Earth Heart
I tapped my finger against the silver panel
that ran across the feedskin covering my wrist. A blue screen appeared, hanging
in midair, translucent. I flicked my fingers across it deftly, checking and
updating my assignments and messages. Being sixteen in a cyber city didn’t mean
I didn’t have to go to school. The only difference between me and teenagers in
the past was that school came to me. Two unopened files awaited my attention. I
clicked them open, pausing only to check that my feedskin wasn’t running low on
energy. One file was a report on the uses on feedskins and the other was an
essay about the importance of maintaining animal life. A useless title, I
thought. Everyone knew that there were no true animals anymore. The remaining
creatures were clones and hybrids. Neither of which survived very long. At the
most they had ten years. They were not equipped with feedskins such as ours and
they were so very weak. All they inherited were defective genes, long affected
by pollution that seeped into their veins and clogged their blood. I walked
over to the mirror that was built into my cube’s wall. A black haired waif
looked back at me, her eyes dark and questioning. Cynical, some said. But who
wouldn’t be? I lost my parents in the chaos of transporting into this new
planet when I was only three. The ship they were on exploded or so I was told.
I always believed they never even left earth. I wanted to make them proud of me
and so I became the best cybertracker in my city. I had won the cybertrackers’

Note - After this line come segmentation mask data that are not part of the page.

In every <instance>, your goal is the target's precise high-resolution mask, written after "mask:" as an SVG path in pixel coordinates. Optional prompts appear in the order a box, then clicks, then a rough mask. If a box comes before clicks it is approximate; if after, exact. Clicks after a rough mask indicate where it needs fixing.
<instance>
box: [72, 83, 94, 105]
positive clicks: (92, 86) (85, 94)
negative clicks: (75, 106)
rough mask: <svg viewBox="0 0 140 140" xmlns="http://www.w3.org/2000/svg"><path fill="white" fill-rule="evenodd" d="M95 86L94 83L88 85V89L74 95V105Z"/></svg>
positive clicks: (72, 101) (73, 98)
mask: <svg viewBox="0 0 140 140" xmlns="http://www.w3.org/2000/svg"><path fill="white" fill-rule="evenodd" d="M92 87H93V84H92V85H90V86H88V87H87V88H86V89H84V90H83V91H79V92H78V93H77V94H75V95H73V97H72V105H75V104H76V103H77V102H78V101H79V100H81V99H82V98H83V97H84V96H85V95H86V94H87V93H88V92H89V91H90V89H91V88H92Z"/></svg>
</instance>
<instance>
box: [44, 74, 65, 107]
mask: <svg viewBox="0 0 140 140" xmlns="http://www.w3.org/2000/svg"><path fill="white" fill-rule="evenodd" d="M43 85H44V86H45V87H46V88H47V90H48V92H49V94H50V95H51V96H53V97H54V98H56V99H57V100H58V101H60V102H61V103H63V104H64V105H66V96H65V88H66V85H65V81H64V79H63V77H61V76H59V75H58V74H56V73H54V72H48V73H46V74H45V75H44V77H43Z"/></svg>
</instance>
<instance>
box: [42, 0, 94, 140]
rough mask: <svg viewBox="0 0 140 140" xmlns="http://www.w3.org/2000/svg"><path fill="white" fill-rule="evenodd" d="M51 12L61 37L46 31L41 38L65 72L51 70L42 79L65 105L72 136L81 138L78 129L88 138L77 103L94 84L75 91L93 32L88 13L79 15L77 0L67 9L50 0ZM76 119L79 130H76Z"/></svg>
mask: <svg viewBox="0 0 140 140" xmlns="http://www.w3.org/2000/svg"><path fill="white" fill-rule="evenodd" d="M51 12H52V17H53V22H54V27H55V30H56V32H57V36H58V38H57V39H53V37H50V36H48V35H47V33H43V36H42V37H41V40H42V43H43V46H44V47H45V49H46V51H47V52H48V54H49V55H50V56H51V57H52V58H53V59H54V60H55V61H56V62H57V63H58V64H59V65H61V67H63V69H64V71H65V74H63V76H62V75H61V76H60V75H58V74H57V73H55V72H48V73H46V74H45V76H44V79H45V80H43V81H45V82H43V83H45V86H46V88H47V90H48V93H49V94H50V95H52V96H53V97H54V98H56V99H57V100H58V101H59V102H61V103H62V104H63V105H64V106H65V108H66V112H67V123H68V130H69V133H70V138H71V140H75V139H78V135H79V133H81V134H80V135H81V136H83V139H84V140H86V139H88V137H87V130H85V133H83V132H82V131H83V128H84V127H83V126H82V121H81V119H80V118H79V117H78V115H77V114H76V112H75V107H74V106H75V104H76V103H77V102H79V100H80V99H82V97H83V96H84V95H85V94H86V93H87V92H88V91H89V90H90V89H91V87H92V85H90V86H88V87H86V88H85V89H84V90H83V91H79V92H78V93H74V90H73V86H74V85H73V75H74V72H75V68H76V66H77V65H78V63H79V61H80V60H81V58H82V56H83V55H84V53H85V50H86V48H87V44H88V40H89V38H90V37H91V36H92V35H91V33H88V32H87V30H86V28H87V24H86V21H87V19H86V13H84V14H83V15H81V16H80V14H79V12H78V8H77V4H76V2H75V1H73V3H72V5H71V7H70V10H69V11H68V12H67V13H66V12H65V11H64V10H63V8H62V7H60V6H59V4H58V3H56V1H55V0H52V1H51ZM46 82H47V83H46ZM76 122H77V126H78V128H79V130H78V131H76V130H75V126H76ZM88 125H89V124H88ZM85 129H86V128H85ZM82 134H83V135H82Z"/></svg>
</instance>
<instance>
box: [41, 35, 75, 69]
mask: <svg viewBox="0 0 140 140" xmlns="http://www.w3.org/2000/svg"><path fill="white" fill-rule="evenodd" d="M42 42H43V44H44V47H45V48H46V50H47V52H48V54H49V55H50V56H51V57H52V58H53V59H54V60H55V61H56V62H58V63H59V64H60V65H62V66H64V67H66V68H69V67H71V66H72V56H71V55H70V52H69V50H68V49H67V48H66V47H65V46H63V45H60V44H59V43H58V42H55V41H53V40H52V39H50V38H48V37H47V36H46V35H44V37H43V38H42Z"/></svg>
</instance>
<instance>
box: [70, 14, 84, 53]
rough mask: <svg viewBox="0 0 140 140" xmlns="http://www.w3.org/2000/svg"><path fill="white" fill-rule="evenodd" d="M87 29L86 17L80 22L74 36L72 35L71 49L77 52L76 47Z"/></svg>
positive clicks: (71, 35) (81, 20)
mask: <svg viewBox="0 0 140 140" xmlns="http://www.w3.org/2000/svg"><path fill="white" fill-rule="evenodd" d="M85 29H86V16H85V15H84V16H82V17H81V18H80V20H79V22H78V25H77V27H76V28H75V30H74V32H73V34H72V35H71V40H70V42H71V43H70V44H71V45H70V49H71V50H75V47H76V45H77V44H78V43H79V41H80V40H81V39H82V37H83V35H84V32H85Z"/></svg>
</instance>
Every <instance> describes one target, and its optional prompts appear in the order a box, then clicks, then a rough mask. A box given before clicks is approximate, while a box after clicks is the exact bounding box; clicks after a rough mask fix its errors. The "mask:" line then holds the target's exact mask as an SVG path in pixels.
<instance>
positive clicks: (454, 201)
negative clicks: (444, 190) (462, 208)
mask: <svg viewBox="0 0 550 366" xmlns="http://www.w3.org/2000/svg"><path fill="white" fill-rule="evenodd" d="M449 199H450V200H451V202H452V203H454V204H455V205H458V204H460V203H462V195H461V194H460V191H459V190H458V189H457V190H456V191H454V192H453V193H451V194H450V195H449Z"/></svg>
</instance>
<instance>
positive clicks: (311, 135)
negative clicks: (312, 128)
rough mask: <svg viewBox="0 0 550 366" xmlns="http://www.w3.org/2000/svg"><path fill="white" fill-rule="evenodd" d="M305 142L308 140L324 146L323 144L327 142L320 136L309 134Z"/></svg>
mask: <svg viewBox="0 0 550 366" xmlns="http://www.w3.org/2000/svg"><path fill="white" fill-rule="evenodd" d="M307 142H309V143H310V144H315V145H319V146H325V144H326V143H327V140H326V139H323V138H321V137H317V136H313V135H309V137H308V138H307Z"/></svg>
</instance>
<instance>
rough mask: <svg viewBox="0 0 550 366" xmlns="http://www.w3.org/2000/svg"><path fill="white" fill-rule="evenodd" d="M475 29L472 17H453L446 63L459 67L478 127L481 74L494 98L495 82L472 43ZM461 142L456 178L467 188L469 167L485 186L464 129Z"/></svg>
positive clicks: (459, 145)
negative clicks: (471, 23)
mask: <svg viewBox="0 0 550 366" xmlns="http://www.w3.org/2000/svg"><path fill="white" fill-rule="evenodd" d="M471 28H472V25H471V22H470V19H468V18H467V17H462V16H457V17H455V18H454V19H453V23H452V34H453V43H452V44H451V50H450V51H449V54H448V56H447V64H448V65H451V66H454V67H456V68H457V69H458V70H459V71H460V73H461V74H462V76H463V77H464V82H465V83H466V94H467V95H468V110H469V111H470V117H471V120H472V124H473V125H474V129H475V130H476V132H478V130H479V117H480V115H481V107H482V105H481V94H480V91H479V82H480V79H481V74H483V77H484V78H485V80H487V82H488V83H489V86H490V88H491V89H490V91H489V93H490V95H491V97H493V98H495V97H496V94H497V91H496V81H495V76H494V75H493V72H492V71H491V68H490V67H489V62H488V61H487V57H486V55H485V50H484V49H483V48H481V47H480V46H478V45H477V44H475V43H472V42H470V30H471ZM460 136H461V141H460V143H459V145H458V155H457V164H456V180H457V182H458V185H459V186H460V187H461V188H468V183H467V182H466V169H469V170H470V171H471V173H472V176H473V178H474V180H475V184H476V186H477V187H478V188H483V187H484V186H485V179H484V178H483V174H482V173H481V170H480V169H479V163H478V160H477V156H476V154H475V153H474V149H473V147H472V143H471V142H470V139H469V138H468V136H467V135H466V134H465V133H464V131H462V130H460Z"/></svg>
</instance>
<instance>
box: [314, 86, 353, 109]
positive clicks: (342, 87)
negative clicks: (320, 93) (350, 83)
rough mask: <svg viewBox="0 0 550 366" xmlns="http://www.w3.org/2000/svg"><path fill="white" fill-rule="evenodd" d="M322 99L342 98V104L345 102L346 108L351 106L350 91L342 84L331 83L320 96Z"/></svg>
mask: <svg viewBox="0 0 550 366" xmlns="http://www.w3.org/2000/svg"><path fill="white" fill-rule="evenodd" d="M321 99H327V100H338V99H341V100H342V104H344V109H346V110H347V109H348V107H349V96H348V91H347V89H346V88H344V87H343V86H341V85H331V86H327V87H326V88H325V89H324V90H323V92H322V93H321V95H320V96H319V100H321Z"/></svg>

race twice already despite my age. The girl in the mirror shook her head. I had
to get back to work. Dreams were useless. I had to make them real. I settled
down to the feedskin report first. The implant methods were simple. Every child
knew the steps of implanting a feedskin. I had mine done as soon as I touched
down on this strange planet that was to be my new home. It happened in a
laboratory. They gave you sedatives, made you all loose and numb, unable to
fidget even. Then they put a bubble-shaped tank over your head, closing it off
and filling it with oxygen. The next step was the tank. The ever moving cloudy
white liquid scared me. Perhaps it was the thought of drowning. Immersed
entirely in the liquid, it took twelve hours to coat a tiny human child with
feedskin and two hours more to upgrade its mind. The liquid itself comprised of
flexible plastic and nano molecules which could send signals, just like the
nerves in our own bodies. It would grow on us and in us as we grew. The
feedskin would supply us with everything we needed and more. Upgrading clinics
blossomed all over the city offering to update software implanted in our minds
and feedskins. The feedskin itself fed us, hence its name, kept us warm or
cool, depending on preference. It even acted as a personal computer, projecting
our minds and signals of outside messages. I leaned back against the smoothness
of my chair and twirled the seat round and round, making my screen flicker
unsteadily. I tapped it off. But feedskins didn’t last long and there was only
one type of it. No one had managed to invent a better one or found a way to
live without it. No one had lived past 80 either. I touched the pad next to my
cube mirror and the mirror wavered for an instant before it became totally
clear. A window. I pressed my face against the cool surface. I could see the
city now. Dim in the light of an artificial moon, tiny people in white
feedskins similar to mine walked across the streets, hurrying back to their
cubes. The chimaeras in the cube stack roof opposite mine were shadowy figures
against the night sky. It would have been beautiful, but only for those who had
never seen the world that was once ours. Ours to live in, ours to protect, ours
to destroy. I would never forget the day the world came crashing down. The
shrieking wind that tore at me as I was lifted bodily by the ship crew into the
spaceship waiting at the space harbor, the screams of the people, desperate to
live, fighting among each other, fighting against nature and against time. The
scrambling and pushing as we crowded into the ship and sat huddled in our
seats. A whole ship full of scared, bewildered children. We were the first to
be saved. We were the next generation and also their guinea pigs. Specimens for
the testing of the new technology they called a feedskin. I watched as our ship
powered up and left the earth I knew behind in a cloud of dust and debris,
fighting against the elements. The wind still screamed in my ears. I didn’t
realize that I was holding my breath. I let it out slowly and it misted on the
window. The world outside blurred. Tears spilled down my cheeks as I turned
away and got ready for bed. I knew that our pain and loss ran deeper than just our
planet. For some of us, it was a wound that would never heal.